Timothy Gordon Coville
Building a Distance Learning Course for Students and Accreditation
Timothy Gordon Coville, The Peter J.Tobin College of Business, Department of Accounting
There has been an undeniable expansion in the use of the internet for delivery of college level instruction. The use of the internet as a means to deliver instructional materials has much to be said for it, i.e., ease of access, more flexible scheduling, multiple forms of media . . . etc. At the same time it also raises many concerns such as the increased risks of cheating and the reduced if not lost relationships between the students and their instructor. This article examines the areas that must be addressed, as encouraged by higher education accreditation organizations and experienced universities, as means to ensure that concerns with online instruction, sometimes referred to as distance learning, are dealt with in a manner that will leave both the accrediting organizations and the students satisfied.

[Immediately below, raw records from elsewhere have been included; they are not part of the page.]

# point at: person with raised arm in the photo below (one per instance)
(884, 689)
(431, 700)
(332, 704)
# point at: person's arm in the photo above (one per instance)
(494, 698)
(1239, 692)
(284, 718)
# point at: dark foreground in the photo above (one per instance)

This article reviews and summarizes the guidance provided by accrediting organizations such as the Association to Advance Collegiate Schools of Business (AACSB herein after), the Middle States Commission on Higher Education (MSCHE herein after) and several accredited colleges and universities to provide an examination of the aspects to be considered, when providing distance learning education at the college level. Also described herein are various means available to address each aspect successfully. The aspects considered are: 1. Learner Support & Resources, 2. Online Organization & Design, 3. Instructional Design & Delivery, 4. Assessment & Evaluation of Student Learning, 5. Innovative Teaching with Technology, and 6. Faculty Use of Student Feedback. Various software packages and internet tools are reviewed for their ease of use and sufficiency in meeting both the students’ and the accrediting organizations’ needs across each of these 6 areas.